Annexins are a family of 12 calcium-binding proteins involved in a variety of biological processes, including vesicle trafficking, cell division, cell growth regulation, calcium signaling and apoptosis [185]. Antibodies against annexin I, II, V and XI have been described in auto-immune rheumatic diseases [185].

The overexpression of annexin A2 in parotid tissues was found in pSS and pSS with mucosal-associated lymphoid tissue lymphoma (pSS/MALT). According to the western blotting results, this protein was gradually up-regulated throughout the evolution of pSS to pSS/MALT [186]. These findings indicate that, in addition to contributing to the pathophysiology of SS, annexin probably also plays an important role in the progression of pSS to pSS/MALT [186]. Increased levels of annexin-A2 were also observed in pSS saliva sub-proteome, suggesting that saliva might be used as a potential indicator for disease progression and lympho-proliferation in patients with pSS [187] (Figure 3).

Anti-annexin V antibodies are increased in people with fibromyalgia syndrome (FMS), especially those who have SS. Annexin, in addition to the other recognized essential participants in the apoptotic process in SS, may be one of the most crucial variables, particularly in those with FMS [188].

Anti-annexin XI antibodies may enhance the vulnerability to inflammatory or autoimmune disorders by impairing annexin XI’s ability to regulate apoptosis. These antibodies were found in the sera of patients with RA, pSS and SLE, particularly those with anti-SSB antibodies [189]. So far, no definitive correlations between anti-annexin antibodies and clinical or serologic characteristics have been discovered [185].

6. Extra-Cellular Matrix Alarmins in SS

Decorin

Decorin (DCN) are proteoglycans that belong to the small leucine-rich proteoglycan family. Beside its structural role as a component of the extracellular matrix, it is involved in different biological processes such as inflammation, proliferation and migration [190,191]. DCN contribute to the development of a pro-inflammatory environment by binding both TLR-2 and TLR-4 on MC, leading to the activation of the MAPK and NF-κB signaling pathways and the production of cytokines such as TNF-α and IL-12 [192,193,194] and programmed cell death 4 (PDCD4), an inhibitor of the transcription of the anti-inflammatory cytokine IL-10 [193]. In addition, DCN also stimulates chemokine (C-C motif) ligand 2 (CCL2) production, a potent chemoattractant for mononuclear cells [195].

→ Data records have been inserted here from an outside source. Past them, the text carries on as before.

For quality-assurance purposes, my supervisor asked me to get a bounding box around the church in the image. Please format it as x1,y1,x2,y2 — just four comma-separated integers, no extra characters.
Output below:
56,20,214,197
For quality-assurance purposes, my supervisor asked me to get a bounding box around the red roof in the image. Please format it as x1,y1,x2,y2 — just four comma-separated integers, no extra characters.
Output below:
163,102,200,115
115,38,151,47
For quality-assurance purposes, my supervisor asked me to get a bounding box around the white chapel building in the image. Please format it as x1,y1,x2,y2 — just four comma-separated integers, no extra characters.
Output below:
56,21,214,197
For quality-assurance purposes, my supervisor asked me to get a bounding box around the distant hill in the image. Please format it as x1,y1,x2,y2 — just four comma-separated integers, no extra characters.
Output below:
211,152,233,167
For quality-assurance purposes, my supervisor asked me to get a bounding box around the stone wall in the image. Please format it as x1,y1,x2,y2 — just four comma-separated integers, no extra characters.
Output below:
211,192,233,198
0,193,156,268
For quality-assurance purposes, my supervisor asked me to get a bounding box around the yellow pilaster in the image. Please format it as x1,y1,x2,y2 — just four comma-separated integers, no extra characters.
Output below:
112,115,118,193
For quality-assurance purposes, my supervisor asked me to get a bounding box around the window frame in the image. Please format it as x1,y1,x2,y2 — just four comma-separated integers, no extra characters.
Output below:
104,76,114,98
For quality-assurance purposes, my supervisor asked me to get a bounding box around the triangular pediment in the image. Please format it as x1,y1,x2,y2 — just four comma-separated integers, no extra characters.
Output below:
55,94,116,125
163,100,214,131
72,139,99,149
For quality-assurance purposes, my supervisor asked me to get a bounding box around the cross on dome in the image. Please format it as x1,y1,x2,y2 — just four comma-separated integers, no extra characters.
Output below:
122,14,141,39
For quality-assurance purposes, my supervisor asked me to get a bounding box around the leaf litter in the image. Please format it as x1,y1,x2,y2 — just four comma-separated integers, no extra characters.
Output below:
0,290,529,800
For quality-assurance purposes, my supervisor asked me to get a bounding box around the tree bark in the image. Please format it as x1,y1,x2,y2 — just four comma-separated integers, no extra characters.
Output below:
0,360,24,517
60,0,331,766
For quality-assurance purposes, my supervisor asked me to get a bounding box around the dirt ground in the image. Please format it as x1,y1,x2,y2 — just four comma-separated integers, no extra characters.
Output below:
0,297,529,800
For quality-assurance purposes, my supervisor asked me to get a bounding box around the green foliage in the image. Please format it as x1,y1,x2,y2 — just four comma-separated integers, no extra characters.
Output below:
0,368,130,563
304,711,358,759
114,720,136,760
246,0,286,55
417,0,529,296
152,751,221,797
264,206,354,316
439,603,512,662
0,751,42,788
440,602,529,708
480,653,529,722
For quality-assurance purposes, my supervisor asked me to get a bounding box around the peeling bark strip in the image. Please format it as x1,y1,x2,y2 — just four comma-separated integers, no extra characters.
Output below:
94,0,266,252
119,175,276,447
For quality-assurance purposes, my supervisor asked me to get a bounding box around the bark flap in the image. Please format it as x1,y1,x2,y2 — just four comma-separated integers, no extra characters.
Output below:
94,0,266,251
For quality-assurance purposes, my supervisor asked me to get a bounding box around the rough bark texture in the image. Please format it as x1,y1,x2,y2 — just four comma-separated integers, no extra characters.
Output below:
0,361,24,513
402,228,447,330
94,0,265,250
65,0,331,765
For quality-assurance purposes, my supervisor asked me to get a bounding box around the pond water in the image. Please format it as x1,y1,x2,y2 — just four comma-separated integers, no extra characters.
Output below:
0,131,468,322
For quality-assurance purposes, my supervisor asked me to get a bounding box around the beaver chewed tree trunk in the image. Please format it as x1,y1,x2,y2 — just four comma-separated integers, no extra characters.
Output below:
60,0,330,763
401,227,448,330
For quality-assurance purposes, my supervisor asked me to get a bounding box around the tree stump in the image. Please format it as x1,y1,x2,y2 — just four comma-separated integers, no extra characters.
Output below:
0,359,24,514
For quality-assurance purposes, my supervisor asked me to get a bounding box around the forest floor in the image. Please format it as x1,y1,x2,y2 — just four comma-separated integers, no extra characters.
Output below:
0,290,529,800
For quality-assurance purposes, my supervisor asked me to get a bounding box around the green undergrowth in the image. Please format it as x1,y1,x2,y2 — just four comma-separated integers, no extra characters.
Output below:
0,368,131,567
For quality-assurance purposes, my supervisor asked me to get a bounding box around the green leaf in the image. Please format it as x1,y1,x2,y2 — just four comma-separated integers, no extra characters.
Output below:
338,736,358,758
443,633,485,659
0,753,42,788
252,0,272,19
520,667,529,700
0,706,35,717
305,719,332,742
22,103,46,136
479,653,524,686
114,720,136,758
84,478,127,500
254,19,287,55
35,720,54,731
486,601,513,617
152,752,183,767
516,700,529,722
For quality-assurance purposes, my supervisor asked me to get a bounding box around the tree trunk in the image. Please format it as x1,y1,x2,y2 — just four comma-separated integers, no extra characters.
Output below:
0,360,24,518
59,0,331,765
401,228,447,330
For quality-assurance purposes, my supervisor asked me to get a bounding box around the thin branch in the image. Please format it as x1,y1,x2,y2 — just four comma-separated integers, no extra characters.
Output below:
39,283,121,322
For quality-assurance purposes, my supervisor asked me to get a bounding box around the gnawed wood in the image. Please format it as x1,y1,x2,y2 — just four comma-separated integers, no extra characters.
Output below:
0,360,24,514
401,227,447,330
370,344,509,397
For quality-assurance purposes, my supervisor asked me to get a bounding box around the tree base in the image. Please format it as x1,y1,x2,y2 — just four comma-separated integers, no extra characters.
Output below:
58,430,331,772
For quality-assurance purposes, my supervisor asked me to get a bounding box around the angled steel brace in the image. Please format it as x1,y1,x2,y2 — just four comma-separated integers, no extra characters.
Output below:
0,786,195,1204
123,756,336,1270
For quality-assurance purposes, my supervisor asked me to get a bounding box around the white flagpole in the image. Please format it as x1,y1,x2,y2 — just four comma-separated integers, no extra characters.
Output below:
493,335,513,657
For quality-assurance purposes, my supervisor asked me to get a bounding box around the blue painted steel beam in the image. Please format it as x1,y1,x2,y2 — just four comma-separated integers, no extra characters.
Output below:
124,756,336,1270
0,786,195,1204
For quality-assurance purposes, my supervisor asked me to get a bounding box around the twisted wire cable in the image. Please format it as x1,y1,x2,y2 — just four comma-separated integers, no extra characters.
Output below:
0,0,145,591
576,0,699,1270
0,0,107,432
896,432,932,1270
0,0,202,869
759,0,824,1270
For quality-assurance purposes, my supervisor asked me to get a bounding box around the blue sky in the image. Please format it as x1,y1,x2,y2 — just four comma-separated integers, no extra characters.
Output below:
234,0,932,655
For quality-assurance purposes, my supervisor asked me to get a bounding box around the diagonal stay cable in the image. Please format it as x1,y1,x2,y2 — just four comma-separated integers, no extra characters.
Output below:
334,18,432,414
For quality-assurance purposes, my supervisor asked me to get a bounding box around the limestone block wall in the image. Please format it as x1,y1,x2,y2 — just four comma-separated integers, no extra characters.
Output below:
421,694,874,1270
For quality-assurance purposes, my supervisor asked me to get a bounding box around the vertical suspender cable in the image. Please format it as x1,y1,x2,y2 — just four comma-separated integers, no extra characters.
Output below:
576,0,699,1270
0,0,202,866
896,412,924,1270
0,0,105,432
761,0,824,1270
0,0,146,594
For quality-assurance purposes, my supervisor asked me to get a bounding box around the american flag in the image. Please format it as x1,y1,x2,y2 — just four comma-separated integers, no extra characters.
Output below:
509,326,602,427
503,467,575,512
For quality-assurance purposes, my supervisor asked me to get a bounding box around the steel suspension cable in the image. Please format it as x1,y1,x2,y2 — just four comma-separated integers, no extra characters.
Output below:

In pSS, the role of DCN has not yet been studied. However, in a mouse model of SS (NOD.B10), promising results indicated that DCN signal through TLR-4, but not TLR-2, and induce TNF-α in splenic tissue [196]. Further studies are needed to determine whether DCN released from injured SG op pSS could bind TLR expressed by SGECs and tissue resident immune cells, thereby driving the production of pro-inflammatory TNF-α and contributing to the migration of innate and adaptive cells into the SG (Figure 3).

7. Conclusions

Alarmins initiate host defense against danger signals and are therefore suspected to play a pivotal role by linking innate and adaptive immune responses. Innate and adaptive immunity are central in the pathogenesis of pSS, as each of them represents a multi-step process leading to the triggering and perpetuation of disease. Further knowledge in deciphering and disheveling the role of alarmins in SS are required to expand our knowledge of the role of innate immune responses in the pathogenesis of this disabling disease, but also to provide the basis for new therapeutic strategies.